Vancouver oral surgeon Justin Hollar was busy over the last two months, despite his practice being closed.
Hollar rearranged the waiting room at Oral Surgery Solutions; there’s only three chairs, spaced far apart, and magazines are gone. He put up a sneeze guard at the front desk. He placed air purifiers in common staff areas. He sealed treatment room doors and purchased a system that reduces the spread of aerosols.
On Monday, Hollar met with his staff for training on infection control, personal protective equipment use and patient management workflow.
Hollar — who is among the dentists, doctors, surgeons and medical professionals who fall under the non-urgent treatment category — is allowed to reopen today, as Gov. Jay Inslee’s suspension of non-urgent medical procedures expires.
“There’s a lot of time-sensitive cases, who are eager to get back in for treatment,” Hollar said.
As dentists and other medical professionals return to work, it represents a necessary step in Washington’s COVID-19 recovery plan. But that does not mean everything will immediately return to normal.
As Hazel Dell dentist Keith Collins put it, “We’re having a slow, soft opening.”
In the case of Hollar’s practice, he’s planning to operate at 50 percent capacity for the foreseeable future.
Dentists will space out patient visits, require patients to wait in the car for appointments and reduce the patient population they have at any given time.
They’ve stocked up on personal protective equipment, and will screen staff and patients for COVID-19 symptoms daily.
Camas pediatric dentist Ron Hsu, who runs Storybook Dental, said the two months off has been far from a vacation, as he’s prepared his staff and office for a new normal.
“It’s not easy,” Hsu said. “It feels like we are all building our practices all over again.”
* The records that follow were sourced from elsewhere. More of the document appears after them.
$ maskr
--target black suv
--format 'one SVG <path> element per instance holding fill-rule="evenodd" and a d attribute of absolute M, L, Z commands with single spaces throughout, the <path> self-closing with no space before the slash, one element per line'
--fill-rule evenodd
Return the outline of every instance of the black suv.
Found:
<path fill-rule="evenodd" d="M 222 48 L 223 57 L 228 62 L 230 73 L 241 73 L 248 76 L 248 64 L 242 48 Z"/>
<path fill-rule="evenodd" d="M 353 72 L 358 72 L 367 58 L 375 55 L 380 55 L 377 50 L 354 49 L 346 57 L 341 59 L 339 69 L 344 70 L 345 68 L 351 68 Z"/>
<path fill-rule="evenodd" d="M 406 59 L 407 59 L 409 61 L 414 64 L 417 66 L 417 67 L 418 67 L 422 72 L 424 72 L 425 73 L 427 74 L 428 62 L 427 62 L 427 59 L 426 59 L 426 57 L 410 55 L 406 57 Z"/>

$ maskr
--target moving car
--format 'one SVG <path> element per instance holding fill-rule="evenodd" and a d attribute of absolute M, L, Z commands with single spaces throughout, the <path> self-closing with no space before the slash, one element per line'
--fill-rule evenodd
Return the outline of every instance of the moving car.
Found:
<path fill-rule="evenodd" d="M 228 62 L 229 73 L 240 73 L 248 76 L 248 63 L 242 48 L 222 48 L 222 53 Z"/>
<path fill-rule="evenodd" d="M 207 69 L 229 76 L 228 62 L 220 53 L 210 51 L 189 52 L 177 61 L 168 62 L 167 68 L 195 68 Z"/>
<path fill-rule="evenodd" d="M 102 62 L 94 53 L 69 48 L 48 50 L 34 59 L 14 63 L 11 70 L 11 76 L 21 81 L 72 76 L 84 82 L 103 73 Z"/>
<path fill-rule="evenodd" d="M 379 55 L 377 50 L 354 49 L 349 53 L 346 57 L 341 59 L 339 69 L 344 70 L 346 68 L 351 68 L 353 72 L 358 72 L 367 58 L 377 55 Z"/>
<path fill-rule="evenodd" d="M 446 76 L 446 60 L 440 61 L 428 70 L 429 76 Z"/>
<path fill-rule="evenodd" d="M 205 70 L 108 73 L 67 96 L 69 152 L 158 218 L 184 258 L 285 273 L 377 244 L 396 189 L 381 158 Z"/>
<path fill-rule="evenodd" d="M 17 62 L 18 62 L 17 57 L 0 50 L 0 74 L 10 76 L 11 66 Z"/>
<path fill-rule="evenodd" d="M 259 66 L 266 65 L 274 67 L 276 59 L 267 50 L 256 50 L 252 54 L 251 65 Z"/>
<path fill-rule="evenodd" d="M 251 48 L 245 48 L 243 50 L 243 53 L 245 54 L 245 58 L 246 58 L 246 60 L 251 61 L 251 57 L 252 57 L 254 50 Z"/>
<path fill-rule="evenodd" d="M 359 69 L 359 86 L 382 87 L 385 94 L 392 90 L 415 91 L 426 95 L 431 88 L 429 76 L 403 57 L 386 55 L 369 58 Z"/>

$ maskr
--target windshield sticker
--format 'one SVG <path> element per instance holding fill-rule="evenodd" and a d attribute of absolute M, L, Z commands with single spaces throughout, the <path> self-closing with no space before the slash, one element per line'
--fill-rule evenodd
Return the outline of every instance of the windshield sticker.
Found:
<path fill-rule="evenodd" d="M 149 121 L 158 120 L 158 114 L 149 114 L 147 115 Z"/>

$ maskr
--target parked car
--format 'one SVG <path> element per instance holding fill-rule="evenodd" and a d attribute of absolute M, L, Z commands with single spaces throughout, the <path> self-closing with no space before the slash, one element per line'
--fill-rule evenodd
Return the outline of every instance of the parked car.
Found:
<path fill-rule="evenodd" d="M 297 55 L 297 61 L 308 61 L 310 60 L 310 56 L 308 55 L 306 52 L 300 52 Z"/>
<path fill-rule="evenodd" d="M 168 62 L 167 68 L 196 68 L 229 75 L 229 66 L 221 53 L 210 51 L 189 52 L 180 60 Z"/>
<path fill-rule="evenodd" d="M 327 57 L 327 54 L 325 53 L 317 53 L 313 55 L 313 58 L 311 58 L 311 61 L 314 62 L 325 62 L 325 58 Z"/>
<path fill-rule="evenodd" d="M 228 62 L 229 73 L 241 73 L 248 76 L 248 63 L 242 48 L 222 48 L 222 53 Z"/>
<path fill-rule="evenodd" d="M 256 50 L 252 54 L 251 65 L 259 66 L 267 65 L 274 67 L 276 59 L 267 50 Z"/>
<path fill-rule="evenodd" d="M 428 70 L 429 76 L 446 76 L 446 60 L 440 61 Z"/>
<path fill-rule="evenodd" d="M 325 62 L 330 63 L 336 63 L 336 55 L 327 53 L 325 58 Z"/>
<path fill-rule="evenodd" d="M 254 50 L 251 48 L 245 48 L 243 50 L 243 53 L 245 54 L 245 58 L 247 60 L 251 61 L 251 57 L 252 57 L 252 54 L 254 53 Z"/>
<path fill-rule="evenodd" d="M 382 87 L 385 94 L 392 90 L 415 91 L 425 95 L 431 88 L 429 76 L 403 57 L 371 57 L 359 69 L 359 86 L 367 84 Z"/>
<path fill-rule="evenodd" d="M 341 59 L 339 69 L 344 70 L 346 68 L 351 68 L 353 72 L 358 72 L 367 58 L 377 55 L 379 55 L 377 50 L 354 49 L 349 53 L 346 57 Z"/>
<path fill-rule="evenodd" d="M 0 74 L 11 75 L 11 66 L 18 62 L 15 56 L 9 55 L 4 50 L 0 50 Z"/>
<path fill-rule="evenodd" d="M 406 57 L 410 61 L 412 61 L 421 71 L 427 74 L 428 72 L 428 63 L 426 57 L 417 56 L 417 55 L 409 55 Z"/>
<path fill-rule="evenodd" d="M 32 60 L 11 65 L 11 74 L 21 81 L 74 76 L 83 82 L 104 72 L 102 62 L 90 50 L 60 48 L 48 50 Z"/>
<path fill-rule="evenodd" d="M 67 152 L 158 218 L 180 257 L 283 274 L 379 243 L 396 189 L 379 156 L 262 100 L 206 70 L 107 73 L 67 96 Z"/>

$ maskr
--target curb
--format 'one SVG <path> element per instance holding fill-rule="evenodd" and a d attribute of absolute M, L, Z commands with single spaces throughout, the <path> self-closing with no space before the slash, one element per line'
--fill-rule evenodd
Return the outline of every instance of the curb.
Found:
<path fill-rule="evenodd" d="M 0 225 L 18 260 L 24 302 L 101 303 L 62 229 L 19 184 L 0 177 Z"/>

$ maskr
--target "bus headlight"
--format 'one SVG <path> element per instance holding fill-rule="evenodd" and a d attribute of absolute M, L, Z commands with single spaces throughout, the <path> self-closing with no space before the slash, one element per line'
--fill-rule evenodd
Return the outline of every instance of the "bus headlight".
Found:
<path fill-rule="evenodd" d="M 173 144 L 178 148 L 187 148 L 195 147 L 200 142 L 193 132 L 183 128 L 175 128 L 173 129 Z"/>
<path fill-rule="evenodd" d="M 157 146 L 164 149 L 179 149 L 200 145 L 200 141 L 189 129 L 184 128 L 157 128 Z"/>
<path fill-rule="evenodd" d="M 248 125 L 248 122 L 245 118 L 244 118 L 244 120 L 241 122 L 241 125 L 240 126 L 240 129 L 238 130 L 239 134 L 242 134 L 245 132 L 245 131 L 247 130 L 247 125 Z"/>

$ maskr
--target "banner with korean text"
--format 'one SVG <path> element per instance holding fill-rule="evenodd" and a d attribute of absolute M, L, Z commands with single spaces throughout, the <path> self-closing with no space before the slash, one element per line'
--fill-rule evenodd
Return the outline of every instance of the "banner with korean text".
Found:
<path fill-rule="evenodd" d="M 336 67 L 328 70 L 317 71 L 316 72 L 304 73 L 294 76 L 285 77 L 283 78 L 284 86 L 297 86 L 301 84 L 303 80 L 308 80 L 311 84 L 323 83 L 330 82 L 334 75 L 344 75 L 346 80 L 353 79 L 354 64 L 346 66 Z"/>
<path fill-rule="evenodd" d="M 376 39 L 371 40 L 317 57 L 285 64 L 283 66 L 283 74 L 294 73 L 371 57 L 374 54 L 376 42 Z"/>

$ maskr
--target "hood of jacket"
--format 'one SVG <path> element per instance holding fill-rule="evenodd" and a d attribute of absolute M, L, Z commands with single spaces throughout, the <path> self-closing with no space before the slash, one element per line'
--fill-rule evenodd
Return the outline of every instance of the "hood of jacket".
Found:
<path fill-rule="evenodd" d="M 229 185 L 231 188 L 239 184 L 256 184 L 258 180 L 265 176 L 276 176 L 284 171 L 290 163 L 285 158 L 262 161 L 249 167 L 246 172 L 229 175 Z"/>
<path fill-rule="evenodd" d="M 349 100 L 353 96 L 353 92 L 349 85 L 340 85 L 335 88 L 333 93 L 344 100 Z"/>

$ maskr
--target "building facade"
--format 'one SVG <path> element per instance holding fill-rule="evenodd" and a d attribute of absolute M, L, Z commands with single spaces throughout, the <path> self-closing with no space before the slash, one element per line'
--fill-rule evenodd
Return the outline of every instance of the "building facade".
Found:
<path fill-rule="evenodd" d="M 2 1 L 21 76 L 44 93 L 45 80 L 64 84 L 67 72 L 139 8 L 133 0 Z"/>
Hsu has categorized his young patients as being low, moderate or high risk for oral diseases. He said it’s possible that kids who are at lower risk may miss an in-person visit this year, as their teeth and gums are generally in good shape. That could mean a virtual visit this year and an office visit next year, when things are safer.
Dentists are prioritizing those most in need right now, as their practices operate at a lower capacity and they catch up on missed visits.
The state Department of Health, the Centers for Disease Control and Prevention, professional dentistry groups and the Occupational Safety and Health Administration have offered conflicting guidance, Hsu and Hollar said, but dentists are using their best judgment on how to be safe.
That may mean holding off on certain procedures for now. Some patients have decided to postpone visits until COVID-19 cases decline more, Hsu said.
“There’s a certain level of anxiety for us, too,” Hsu said of reopening. “By nature, we want to be helpful. We want to be safe. It’s been quite an ordeal on all of us, on trying to tease out what the best and most reliable information is and how to implement that in our practices. We are not only responsible for our staff’s safety, we are also responsible for the safety of our patients, and frankly, ourselves and our family’s safety.”
In a press conference Monday, Inslee stressed that it’s safe to visit the dentist, or other medical providers, if proper safety protocol is in place.
Collins, who owns Collins Family & Implant Dentistry in Hazel Dell, said he’s suspending some elective procedures for the time being.
Once COVID-19 testing becomes more effective and available, Collins expects practices to operate more like they did in the past. While things will feel different for now, some things never change.
“I’m looking forward to hearing a patient say, ‘Thank you doctor,’” Collins said.